IP addresses with multiple failed Microsoft Entra ID logins may indicate credential stuffing attempts, and a subsequent successful login to Palo Alto VPN suggests the adversary has compromised credentials, making proactive hunting critical to identify and mitigate potential lateral movement in Azure Sentinel.
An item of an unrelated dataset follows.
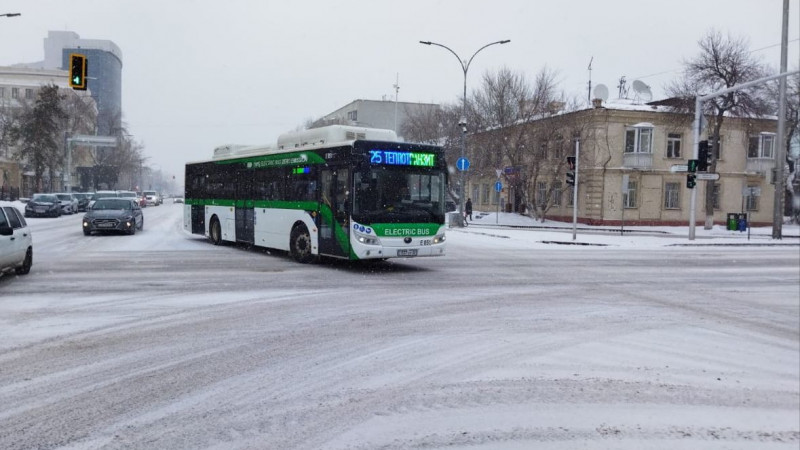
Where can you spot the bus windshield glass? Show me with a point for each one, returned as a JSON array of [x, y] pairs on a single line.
[[387, 194]]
SOC teams should hunt for this behavior to detect and respond to credential-based attacks before they lead to broader network compromise.
KQL Query
//Set a threshold of failed AAD signins from an IP address within 1 day above which we want to deem those logins suspicious.
let signin_threshold = 5;
//Make a list of IPs with AAD signin failures above our threshold.
let aadFunc = (tableName:string){
let suspicious_signins =
table(tableName)
//Looking for logon failure results
| where ResultType !in ("0", "50125", "50140")
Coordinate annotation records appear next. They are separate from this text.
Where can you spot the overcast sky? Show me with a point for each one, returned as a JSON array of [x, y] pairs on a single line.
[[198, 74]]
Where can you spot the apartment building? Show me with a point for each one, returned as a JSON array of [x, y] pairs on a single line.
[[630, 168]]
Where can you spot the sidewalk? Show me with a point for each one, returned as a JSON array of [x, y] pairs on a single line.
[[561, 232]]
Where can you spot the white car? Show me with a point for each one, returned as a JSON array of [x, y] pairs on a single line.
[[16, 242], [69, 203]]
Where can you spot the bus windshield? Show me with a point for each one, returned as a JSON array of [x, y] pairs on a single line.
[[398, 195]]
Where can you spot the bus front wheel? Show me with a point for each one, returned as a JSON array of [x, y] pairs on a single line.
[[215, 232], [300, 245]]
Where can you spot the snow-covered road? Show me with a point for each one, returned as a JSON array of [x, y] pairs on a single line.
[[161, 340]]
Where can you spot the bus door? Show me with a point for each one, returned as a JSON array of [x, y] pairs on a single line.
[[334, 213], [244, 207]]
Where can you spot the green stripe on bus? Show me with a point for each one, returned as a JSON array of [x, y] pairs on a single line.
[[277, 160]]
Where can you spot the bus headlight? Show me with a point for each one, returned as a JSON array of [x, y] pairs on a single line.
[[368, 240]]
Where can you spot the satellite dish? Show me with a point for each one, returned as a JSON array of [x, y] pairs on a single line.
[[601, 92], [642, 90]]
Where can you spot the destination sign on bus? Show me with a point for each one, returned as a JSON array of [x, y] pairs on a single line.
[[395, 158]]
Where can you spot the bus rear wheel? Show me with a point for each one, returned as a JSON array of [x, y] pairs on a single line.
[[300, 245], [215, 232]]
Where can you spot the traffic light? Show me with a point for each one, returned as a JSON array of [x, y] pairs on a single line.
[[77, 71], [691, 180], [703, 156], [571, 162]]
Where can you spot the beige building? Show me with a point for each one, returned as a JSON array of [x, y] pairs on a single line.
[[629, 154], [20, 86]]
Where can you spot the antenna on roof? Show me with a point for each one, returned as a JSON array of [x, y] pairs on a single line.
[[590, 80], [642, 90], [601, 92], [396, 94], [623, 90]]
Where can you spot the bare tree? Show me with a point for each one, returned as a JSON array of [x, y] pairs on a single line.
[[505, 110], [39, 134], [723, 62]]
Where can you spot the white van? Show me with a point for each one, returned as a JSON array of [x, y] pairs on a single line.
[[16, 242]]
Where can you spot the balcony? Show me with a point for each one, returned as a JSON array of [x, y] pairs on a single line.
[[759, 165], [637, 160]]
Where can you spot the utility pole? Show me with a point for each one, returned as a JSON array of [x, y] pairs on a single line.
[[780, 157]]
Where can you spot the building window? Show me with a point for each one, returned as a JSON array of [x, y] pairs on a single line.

//Exclude localhost addresses to reduce the chance of FPs
| where IPAddress !in ("127.0.0.1", "::1")
| summarize count() by IPAddress
| where count_ > signin_threshold
| summarize make_set(IPAddress);
suspicious_signins
};
let aadSignin = aadFunc("SigninLogs");
let aadNonInt = aadFunc("AADNonInteractiveUserSignInLogs");
let suspicious_signins =
union isfuzzy=true aadSignin, aadNonInt
| summarize make_set(set_IPAddress);
//See if any of those IPs have sucessfully logged into PA VPNs during the same timeperiod
CommonSecurityLog
//Select only PA VPN sucessful logons
| where DeviceVendor == "Palo Alto Networks" and DeviceEventClassID == "globalprotect"
| where Message has "GlobalProtect gateway user authentication succeeded"
//Parse out the logon source IP from the Message field to match on
| extend SourceIP = extract("Login from: ([^,]+)", 1, Message)
| where SourceIP in (suspicious_signins)
| extend Reason = "Multiple failed AAD logins from SourceIP"
//Parse out other useful information from Message field
| extend User = extract('User name: ([^,]+)', 1, Message)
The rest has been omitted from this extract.